Ciò che conta in questo nuovo quadro nichilistico di ordine e “sicurezza” è – secondo la filosofa - la retorica di una superiorità etnica immotivata ma buona per gonfiare il petto di chi si sente escluso e vittima del sistema senza però comprendere le reali forze sociali in campo, senza intendere lo scontro in atto, rifugiandosi, appunto, nel convincimento di una romantica supremazia, detestata dai nemici ideologici di sempre: il multiculturalismo, il liberalismo, il socialismo.
E per questo la crisi dei rifugiati in Europa è stata manna dal cielo per Orbán (ma solo per Orbán?) il quale non ha mai parlato – ci dice la Heller – di rifugiati o di migranti ma, più propriamente, di “orde di migranti”, di orde pronte a violare la cristianità e la cultura europea: tutti invasori musulmani pronti a violentare mogli e figlie.
La tradizione è così divenuta feticcio, inganno, specchietto per le allodole, e così è capitato che i perdenti del regime di Orbán - i veri esclusi dall’oligarchia di potere, i poveri senza coscienza di classe e speranze concrete-  hanno continuato a votare per il tiranno “democratico”, conquistati da una oratoria semplice e indifferente al moto sociale.
I tiranni, poi, imparano l’uno dall’altro e - dalla Turchia di Erdogan - il Primo Ministro magiaro ha appreso la necessità di individuare una faccia da usare come bersaglio dell’odio popolare.
 In Turchia è il predicatore Muhammed Fethullah Gülen, in Ungheria è l’imprenditore e attivista George Soros.
Nato in Ungheria, statunitense, miliardario, ebreo, impegnato per i diritti dei migranti, fondatore di istituzioni universitarie libere e indipendenti, Soros ha tutto per essere rappresentato come un vero e proprio “demonio”, nemico degli interessi nazionali dei propri compatrioti!
Ed ancora, quindi, nulla di propositivo, nessuna visione per il futuro, nessuna edificazione ideale, nessun sogno … solo una reazione difensiva – e per questo nichilista – che, attraverso l’ordine del potere e della violenza discriminatoria di Stato rafforzata dagli odi del capo, si intesta arbitrariamente il compito epocale di “proteggere” gli ungheresi, la loro terra invasa, il proprio sangue disconosciuto, la loro cultura violata, la religione vilipesa, la famiglia tradizionale tradita, la supremazia maschile irrisa.
E che il “pericolo” e il contagio venga dall’autonomia scolastica, universitaria, spirituale, lo dimostra – ci dice la Heller - il fatto che nelle Università pubbliche ormai lo Stato ungherese nomina un cosiddetto cancelliere, al di sopra del rettore, per gestire un insegnamento conforme ai diktat governativi.

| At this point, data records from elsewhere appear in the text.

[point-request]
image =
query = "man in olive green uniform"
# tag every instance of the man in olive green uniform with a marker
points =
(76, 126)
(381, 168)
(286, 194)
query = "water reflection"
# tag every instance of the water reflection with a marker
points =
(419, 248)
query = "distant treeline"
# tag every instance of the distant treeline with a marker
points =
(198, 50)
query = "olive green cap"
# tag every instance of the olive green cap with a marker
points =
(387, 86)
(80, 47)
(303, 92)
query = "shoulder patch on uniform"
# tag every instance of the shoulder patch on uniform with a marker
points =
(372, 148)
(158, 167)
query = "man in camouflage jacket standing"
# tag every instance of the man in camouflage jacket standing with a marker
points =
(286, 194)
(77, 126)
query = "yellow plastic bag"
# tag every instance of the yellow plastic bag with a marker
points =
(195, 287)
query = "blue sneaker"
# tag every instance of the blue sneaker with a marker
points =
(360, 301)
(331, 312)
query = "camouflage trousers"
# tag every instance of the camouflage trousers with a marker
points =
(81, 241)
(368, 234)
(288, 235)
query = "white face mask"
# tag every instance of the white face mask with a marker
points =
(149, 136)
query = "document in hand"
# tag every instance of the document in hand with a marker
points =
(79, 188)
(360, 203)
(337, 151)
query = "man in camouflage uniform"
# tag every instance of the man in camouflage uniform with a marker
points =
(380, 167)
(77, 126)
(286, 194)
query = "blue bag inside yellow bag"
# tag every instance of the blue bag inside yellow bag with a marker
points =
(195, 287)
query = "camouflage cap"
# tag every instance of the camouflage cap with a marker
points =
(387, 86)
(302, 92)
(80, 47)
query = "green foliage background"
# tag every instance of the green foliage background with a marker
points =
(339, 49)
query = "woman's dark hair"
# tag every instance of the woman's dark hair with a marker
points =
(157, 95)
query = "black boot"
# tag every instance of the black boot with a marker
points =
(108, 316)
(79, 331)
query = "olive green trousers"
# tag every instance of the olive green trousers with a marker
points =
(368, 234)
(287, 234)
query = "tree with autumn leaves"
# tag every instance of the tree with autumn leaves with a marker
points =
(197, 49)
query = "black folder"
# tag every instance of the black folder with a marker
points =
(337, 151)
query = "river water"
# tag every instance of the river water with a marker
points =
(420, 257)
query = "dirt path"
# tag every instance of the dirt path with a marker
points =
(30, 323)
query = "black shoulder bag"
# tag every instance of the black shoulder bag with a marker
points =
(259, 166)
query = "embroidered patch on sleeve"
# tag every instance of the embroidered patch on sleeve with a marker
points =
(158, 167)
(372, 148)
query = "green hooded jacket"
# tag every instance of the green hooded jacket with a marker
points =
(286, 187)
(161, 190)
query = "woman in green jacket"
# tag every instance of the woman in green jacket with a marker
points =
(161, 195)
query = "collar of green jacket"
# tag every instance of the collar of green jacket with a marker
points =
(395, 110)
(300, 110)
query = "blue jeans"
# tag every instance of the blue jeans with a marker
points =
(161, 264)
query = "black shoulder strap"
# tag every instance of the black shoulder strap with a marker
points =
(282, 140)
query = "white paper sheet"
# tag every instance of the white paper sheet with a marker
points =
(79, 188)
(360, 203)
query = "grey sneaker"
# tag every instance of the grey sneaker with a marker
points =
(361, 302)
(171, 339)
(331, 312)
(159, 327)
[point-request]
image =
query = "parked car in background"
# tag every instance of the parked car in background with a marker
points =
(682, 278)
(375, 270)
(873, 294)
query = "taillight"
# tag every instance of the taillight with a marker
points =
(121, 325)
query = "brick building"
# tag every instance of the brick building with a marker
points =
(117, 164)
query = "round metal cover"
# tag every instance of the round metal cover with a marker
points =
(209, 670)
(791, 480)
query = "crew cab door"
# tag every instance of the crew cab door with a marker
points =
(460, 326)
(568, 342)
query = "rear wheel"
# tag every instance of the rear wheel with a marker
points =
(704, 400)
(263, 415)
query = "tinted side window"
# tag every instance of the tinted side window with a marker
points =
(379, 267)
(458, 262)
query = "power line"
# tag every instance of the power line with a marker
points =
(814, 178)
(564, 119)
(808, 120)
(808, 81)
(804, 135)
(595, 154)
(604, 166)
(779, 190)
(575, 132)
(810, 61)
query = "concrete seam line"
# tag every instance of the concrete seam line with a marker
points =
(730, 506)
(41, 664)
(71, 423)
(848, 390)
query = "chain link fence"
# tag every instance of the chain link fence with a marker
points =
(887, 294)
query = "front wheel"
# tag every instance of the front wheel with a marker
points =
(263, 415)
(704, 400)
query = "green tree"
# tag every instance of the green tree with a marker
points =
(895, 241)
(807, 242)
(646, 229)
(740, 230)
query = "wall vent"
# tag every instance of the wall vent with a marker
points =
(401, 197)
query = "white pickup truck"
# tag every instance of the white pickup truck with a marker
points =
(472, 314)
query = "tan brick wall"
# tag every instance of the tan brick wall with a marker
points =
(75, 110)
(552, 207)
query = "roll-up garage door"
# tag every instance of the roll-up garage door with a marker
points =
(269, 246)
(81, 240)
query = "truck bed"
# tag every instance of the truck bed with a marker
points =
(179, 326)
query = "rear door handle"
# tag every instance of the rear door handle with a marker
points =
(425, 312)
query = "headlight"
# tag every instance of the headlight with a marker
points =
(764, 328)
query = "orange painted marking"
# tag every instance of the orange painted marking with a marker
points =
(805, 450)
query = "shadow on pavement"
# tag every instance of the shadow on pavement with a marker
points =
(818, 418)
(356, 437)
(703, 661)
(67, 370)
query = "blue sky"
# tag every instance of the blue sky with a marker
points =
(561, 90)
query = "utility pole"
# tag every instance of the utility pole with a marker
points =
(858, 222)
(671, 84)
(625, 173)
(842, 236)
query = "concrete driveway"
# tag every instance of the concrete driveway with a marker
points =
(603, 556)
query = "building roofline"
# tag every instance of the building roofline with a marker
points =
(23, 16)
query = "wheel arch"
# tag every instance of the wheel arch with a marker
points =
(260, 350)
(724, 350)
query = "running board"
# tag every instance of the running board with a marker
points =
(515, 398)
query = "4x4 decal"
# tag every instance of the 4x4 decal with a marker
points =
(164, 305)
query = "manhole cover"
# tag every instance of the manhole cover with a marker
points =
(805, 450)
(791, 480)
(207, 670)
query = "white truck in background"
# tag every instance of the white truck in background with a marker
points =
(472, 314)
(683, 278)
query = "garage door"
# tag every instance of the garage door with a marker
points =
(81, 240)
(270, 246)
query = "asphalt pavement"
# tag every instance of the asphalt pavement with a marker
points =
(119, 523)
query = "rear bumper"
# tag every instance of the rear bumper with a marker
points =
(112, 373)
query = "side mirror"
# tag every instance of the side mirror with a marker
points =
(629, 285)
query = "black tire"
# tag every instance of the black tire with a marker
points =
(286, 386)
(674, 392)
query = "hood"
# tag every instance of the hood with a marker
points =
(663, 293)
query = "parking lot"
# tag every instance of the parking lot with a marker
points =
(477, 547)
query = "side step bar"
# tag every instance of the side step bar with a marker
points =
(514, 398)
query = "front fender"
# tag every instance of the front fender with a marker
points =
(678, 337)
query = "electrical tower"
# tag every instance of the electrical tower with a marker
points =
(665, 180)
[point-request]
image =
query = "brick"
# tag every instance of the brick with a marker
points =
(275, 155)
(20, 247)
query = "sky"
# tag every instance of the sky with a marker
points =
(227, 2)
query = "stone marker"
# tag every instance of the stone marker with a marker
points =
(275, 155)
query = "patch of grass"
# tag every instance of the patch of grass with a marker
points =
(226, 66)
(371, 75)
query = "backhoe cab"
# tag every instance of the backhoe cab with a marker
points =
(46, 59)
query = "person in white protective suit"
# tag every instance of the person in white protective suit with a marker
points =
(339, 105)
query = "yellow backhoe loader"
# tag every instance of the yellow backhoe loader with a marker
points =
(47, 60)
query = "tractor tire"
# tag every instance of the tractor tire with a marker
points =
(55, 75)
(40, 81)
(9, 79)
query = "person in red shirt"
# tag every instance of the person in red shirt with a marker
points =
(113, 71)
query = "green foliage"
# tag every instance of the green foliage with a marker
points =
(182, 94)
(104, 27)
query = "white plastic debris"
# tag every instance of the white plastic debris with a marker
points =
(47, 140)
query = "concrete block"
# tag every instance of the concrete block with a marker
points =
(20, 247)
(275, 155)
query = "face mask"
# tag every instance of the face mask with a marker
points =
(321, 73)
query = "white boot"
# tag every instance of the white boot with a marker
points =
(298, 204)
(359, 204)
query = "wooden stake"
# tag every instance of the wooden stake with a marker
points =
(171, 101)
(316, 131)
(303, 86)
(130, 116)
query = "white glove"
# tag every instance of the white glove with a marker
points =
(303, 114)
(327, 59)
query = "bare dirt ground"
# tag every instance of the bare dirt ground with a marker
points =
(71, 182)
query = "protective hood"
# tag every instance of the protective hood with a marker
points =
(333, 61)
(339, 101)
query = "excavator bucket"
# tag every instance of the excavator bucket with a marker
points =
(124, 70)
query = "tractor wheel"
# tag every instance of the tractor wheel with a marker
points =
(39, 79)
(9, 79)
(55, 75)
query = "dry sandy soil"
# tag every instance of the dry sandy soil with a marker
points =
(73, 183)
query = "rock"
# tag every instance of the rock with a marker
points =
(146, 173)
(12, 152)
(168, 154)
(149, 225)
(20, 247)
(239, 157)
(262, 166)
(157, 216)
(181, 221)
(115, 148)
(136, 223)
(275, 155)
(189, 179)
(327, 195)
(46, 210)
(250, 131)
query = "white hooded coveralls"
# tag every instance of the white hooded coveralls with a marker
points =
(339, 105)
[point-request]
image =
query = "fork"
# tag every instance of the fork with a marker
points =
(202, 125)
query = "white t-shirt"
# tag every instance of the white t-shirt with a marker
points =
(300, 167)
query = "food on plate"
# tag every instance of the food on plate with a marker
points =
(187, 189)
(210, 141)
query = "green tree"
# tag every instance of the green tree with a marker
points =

Nel 1914 l’Europa, con la nascita del nazionalismo etnico, commise il suo peccato originale, la Prima Guerra Mondiale che portò morte, distruzione, una pace ingiusta … alla nascita degli stati totalitari, all’Olocausto.
Certo, tutto questo non ritornerà ma qualcosa di analogo potrebbe, ora, proprio a partire dall’Ungheria (ma solo dall’Ungheria?) affermarsi.
Ed ha ragione Hegel - afferma Agnes Heller -  l’unica cosa che apprendiamo dalla Storia è che da essa non apprendiamo nulla.